Aslında AKP büyük bir panik yaşamıştır. AKP 6-8 Ekim olaylarında ilk defa iktidarını kaybetme korkusu yaşamıştır. Öyle ki, AKP'nin bir bakanı HDP’lilere başvurarak “Bu akşam olaylar olmasın, sakin geçsin, Hükümetimiz belirli adımlar atacak, belirli gelişmeler olur” biçiminde yalvarırcasına bir istekte bulunmuştur. Yine hemen derhal İmralı’ya koşmuşlardır. HDP’liler üzerinden Özgürlük Hareketi'ne başvurarak bu olayların durdurulmasını istemişlerdir. Tüm bunlar AKP'nin 6-8 Ekim olayları karşısında nasıl sıkıştığını göstermektedir. Ancak olaylar kısmen durulunca hemen psikolojik savaşı arttırmışlar, olaylar sırasında HDP’ye gidip yalvaran, HDP'den olayların durdurulmasını isteyen ve İmralı’ya gidenler bu defa da HDP’yi suçlamışlardır. Hatta Önder Apo'yu bile suçlamışlardır. Hükümetin bir bakanının “Bu olaylar İmralı’nın çağrısıyla ortaya çıktı” demesi, nasıl bir panik yaşadıkları ve buna dayanarak nasıl bir saldırganlık içine girdiklerinin en somut ifadesidir.

AKP zaten saldırılarında kadın, çocuk, erkek gibi bir ayırım yapmamaktadır. 2006 yılında 14 gerillanın kimyasal silahlar katledildiği olaylar sonrası gelişen serhildan sürecinde Başbakan’ın “Kadın da olsa, çocuk da olsa gereğini yaparız” diyerek halkı tehdit ettiği bilinmektedir. Nitekim bu tehditler sonrası yarıya yakını çocuk on beş civarında insanın nasıl katledildiği bilinmektedir. Türk devleti ve AKP hükümeti Kürt halkının serhildanları karşısında önceki yıllarda nasıl bir tepki vermişse benzer bir tepkiyi göstermiştir. Her direnişe saldırmış, birçok genci, kadını ve çocuğu öldürmüştür. Her serhildandan sonra onlarca, yüzlerce Kürt insanı tutuklanmıştır. 6-8 Ekim serhildanları Kürt tarihinin en büyük serhildanlarından biri olduğu için saldırılar da, tutuklamalar da daha fazla olmuştur. Yaşanan tutuklamaların yoğun olmasını 6-8 Ekim serhildanlarının büyüklüğü, AKP politikalarının boşa çıkarılması ve içte ve dışta AKP'yi zayıf düşürmesiyle bağlantılandırmak gerekmektedir.

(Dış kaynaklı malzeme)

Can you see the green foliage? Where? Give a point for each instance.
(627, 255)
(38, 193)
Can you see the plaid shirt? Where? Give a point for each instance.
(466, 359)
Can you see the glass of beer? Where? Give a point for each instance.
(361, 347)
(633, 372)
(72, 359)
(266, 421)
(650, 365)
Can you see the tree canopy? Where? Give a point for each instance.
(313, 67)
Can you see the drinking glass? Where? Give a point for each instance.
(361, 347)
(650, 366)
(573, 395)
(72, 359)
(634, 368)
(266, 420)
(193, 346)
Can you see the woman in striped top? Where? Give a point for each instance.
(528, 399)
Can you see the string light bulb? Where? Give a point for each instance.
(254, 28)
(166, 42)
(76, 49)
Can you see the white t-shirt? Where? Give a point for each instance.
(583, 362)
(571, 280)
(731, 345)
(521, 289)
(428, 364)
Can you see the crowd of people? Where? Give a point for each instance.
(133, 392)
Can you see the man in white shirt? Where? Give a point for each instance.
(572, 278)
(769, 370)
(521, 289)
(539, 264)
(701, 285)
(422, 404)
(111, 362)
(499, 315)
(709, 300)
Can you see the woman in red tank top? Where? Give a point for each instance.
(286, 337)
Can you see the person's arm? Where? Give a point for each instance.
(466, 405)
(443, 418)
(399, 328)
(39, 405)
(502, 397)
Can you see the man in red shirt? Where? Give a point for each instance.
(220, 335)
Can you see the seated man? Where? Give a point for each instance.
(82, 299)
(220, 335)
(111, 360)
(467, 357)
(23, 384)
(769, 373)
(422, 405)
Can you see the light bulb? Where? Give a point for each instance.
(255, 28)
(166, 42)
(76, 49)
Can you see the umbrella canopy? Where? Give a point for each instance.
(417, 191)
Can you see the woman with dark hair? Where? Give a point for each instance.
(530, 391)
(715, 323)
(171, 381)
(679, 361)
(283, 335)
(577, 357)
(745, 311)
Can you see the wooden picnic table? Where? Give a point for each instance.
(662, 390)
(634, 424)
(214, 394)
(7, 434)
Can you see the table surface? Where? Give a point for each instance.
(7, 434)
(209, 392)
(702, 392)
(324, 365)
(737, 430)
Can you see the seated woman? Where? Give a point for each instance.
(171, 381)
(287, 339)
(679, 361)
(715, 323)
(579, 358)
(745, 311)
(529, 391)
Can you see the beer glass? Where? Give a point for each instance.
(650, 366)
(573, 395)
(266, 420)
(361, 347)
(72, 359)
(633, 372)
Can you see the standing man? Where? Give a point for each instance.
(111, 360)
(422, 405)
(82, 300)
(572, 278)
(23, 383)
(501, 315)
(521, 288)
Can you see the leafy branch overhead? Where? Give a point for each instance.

AKP Hükümeti ile Hareketiniz arasındaki Kobanê eylemleri sonrası ciddi bir gerilim yaşandı. KCK ateşkesin anlamsızlaştığını ve ortada çözüm süreci diye bir şeyin olmadığını ifade etti. AKP yetkilileri ve Türk cumhurbaşkanı Erdoğan da HDP, KCK ve Kürt Halk Önderi Abdullah Öcalan'ı suçlayarak 'çözüm sürecine mahkum değiliz' gibi ifadeler kullandılar. Hatta İmralı Heyeti'nin Sayın Abdullah Öcalan'la görüşmesini bile bir şantaj aracı olarak kullandılar. Fakat Son birkaç gündür İmralı’ya giden HDP heyeti üzerinden bu tıkanmanın aşılacağı şeklinde ılımlı bir hava yaratılıyor. Ayrıca Türk basınında da süreç ilerliyormuş gibi hava yaratılarak sekreterya gibi bazı konularda devletin adım atacağı ifade ediliyor. Ama heyetin bu konudaki açıklamaları tutuklamaları durdurmadığı gibi, daha da arttırmış bulunmaktadır. AKP bütün bu yaklaşımlarıyla neyi hedefliyor?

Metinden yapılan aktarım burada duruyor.